On Wednesday, May 19, 2021, this year’s Fashion Talks at AUP lecture series, entitled “Between Despair and Hope,” concluded with a talk from author and designer Orsola de Castro, who talked about the not-for-profit global movement Fashion Revolution she co-created in 2013 and her recently published book, Loved Clothes Last: How the Joy of Rewearing and Repairing Your Clothes Can Be A Revolutionary Act (2021). Fashion Talks at AUP was organized by Professor Renate Stauss and Professor Sophie Kurkdjian.
De Castro began by explaining that, at the end of the 1990s when she was starting out as a designer, she was reluctant to enter into discussions about the industry and “just” wanted to make clothes. She founded her upcycling label From Somewhere in 1997, before she witnessed a huge evolution in the Italian industry – and the fashion industry in general – as production moved to China. In 2013, after the collapse of the Rana Plaza factory in Bangladesh, which killed or injured thousands of workers, she founded, with Carry Somers, Fashion Revolution to raise public awareness on the social and environmental impacts of the fashion industry. Fashion Revolution has become a global movement with activities in more than 60 countries.
Today, through Fashion Revolution, de Castro proposes a move forward rather than a return to fashion’s past. She encourages brands across the whole industry (from luxury to fast fashion) to be accountable for their supply chains. She argues that everyone – from brands to consumers – has a responsibility to act. Her book is a call to creative action and proposes different ways, such as mending, recycling, dyeing, recreating or repairing clothes, to become active participants in the fashion revolution. This lively, interactive talk illustrated how the landscape of fashion is much richer for de Castro’s poignant, passionate, political and poetic interventions.

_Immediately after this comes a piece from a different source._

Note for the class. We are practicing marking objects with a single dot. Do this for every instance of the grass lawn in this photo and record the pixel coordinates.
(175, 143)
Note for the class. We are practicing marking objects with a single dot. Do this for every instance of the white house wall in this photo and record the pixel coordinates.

Orsola de Castro is a pioneer and internationally recognized opinion leader in sustainable fashion. In 1997 she founded From Somewhere, a label designing clothes made entirely from preconsumer waste. In 2006, she co-founded the British Fashion Council’s pioneering initiative Estethica, a London Fashion Week showcase for sustainable labels. In 2013, with Carry Somers, she founded Fashion Revolution, which has become a global campaign with participation in over 60 countries around the world. She is a regular keynote speaker, educator and mentor; a judge and mentor for the British Fashion Council’s New Gen initiative; an associate lecturer at UAL; and a visiting fellow at Central Saint Martins. Her book Loved Clothes Last was published by Penguin Life in February 2021, by Corbaccio Editore in Italy in March and, later, by Edition Marabou in France.